La actuación del Gobierno estadounidense con relación al Estatus de Protección Temporal (TPS, por sus siglas en inglés) hay que ubicarla en su justo contexto para evitar interpretaciones equivocadas, maliciosas, ideologizadas o electoreras acá en El Salvador. La inmigración fue, si no el primero, uno de los temas más importantes en la carrera electoral de Donald Trump. Muros, deportaciones masivas y dureza contra los migrantes fueron las constantes de su campaña. Prometió “eliminar” a los 11 millones de migrantes indocumentados, a quienes se refirió de forma discriminativa y haciendo alarde de ignorancia, como es típico en él. En el discurso de lanzamiento de su candidatura, en junio de 2015, la cuestión central fue, de nuevo, la inmigración, tema que, según diversos analistas, le granjeó la mayoría de votos en las elecciones.
La posible supresión del TPS hay que leerla como parte de esa mentalidad, que ve a los migrantes como enemigos de los “verdaderos” estadounidenses, es decir, los blancos anglosajones. Distinto es que para hacer operativa esa visión se utilicen como justificación las actuaciones y declaraciones de funcionarios de ciertas naciones. El TPS fue implementado por el Gobierno de George Bush padre en 1990 para extranjeros que no pudieran regresar a su país de origen debido a desastres naturales, conflictos armados o condiciones extraordinarias. Los hondureños y nicaragüenses en Estados Unidos recibieron el TPS después del huracán Mitch, en 1998; los salvadoreños y haitianos luego de los terremotos de 2001 y 2010, respectivamente. Desde entonces, el Estatus para estas cuatro comunidades de migrantes, que suman ya 300 mil personas, se fue renovando casi automáticamente cada 18 meses. Los salvadoreños representan a la mayoría, con casi dos terceras partes del total.
En realidad, a la administración estadounidense no parece importarle si las causas por las que se concedió el TPS siguen presentes en los países de origen. La guerra social que viven Honduras y El Salvador no pesa nada para Trump. Tampoco que los cuatro países no ofrezcan oportunidades de empleo y superación para sus ciudadanos. El secretario de Seguridad Nacional, John Kelly, dijo que la grave crisis de violencia organizada, la pobreza y el narcotráfico no son factores a tomar en cuenta para valorar el TPS. Es más, el secretario de Estado, Rex Tillerson, reconoció que recomendaron la suspensión del TPS porque, a su juicio, esos factores ya no se justifican en los cuatro países.
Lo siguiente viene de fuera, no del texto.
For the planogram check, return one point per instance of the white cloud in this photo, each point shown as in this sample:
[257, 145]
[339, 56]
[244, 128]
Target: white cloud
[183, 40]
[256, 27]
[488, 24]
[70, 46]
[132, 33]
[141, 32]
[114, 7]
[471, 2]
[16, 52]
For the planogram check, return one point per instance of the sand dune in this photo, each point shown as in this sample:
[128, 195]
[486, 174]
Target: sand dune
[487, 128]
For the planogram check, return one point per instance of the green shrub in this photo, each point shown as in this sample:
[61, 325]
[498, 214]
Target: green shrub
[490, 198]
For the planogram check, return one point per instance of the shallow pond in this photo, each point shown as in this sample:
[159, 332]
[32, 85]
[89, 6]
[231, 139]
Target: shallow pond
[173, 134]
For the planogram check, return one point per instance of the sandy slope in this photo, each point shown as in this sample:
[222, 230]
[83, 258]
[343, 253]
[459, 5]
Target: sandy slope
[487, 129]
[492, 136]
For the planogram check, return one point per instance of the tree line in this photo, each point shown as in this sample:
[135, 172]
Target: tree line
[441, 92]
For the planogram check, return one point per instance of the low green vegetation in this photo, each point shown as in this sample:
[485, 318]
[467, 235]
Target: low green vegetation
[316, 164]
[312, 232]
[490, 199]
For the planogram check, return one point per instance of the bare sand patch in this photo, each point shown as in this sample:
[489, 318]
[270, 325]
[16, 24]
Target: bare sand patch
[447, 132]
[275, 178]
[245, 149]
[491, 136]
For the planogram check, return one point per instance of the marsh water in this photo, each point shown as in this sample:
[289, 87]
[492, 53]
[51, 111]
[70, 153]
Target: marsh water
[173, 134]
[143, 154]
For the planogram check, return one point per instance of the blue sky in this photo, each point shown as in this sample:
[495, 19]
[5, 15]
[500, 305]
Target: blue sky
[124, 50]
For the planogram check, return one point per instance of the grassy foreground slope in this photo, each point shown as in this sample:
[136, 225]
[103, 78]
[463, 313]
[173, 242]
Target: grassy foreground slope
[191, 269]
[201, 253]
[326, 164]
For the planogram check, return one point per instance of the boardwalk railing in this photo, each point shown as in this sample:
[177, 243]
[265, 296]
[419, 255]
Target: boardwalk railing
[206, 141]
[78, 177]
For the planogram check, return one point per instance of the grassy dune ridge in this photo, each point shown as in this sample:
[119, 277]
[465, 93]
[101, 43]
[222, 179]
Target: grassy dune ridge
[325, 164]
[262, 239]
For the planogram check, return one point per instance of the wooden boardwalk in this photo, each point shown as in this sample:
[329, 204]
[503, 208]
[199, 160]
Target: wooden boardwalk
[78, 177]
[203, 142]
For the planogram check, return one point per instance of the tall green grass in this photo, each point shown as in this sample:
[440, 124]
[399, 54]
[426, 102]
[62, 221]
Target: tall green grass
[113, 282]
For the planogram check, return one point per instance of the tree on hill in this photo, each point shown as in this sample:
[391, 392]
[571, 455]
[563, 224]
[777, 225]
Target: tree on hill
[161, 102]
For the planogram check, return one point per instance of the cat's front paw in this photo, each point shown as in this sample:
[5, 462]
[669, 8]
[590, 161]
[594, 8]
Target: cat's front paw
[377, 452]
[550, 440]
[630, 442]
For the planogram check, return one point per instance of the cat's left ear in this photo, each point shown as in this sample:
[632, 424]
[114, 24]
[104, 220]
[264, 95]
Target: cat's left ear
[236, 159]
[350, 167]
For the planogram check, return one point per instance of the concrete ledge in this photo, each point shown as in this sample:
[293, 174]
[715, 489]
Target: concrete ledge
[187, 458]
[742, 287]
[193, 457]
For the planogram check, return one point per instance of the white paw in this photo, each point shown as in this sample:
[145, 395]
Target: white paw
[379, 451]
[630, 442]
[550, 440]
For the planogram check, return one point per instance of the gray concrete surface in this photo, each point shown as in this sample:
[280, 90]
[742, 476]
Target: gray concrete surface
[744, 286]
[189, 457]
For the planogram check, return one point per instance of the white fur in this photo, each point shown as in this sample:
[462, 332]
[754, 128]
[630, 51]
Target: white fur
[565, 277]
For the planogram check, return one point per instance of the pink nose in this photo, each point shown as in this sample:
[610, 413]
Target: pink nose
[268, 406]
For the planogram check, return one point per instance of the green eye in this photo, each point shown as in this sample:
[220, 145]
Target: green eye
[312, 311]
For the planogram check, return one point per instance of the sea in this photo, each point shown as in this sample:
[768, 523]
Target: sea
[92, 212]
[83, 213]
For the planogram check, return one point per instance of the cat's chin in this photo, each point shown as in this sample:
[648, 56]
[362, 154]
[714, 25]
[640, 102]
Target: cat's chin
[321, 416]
Algunos supuestos analistas afirman que Estados Unidos tiene el derecho de deportar a quién quiera y que ante eso no se puede argumentar nada. Si para ellos las consecuencias en los países de origen de una deportación masiva no tienen peso, sí debería tenerlo lo que los acogidos al TPS representan en Estados Unidos. La mayoría de estos migrantes han creado familia allá, son parte de la fuerza laboral estadounidense, adquirieron propiedades, son dueños de negocios, pagan impuestos y contribuyen a la seguridad social. El Centro de Recursos Legales para Inmigrantes estima que los salvadoreños y hondureños con TPS contribuyen cada año con cerca de 4,100 millones dólares al PIB estadounidense.
Al Gobierno de Trump le tiene sin cuidado el alineamiento ideológico de los países de origen de los beneficiarios del TPS. Si se argumenta que la anunciada suspensión del TPS para los nicaragüenses obedece a esta causa, ¿cómo explicar la suspensión en mayo pasado del Estatus para la comunidad de haitianos, compuesta por 50 mil de ellos? El 31 de agosto de 2016, en su discurso sobre la migración, Trump dejó clara cuál es su verdadera preocupación: “Solo hay un problema central en el debate migratorio, y ese problema es el bienestar de los estadounidenses”. Ese es el criterio que priva en la decisión de deportar o no. Lo demás es accesorio.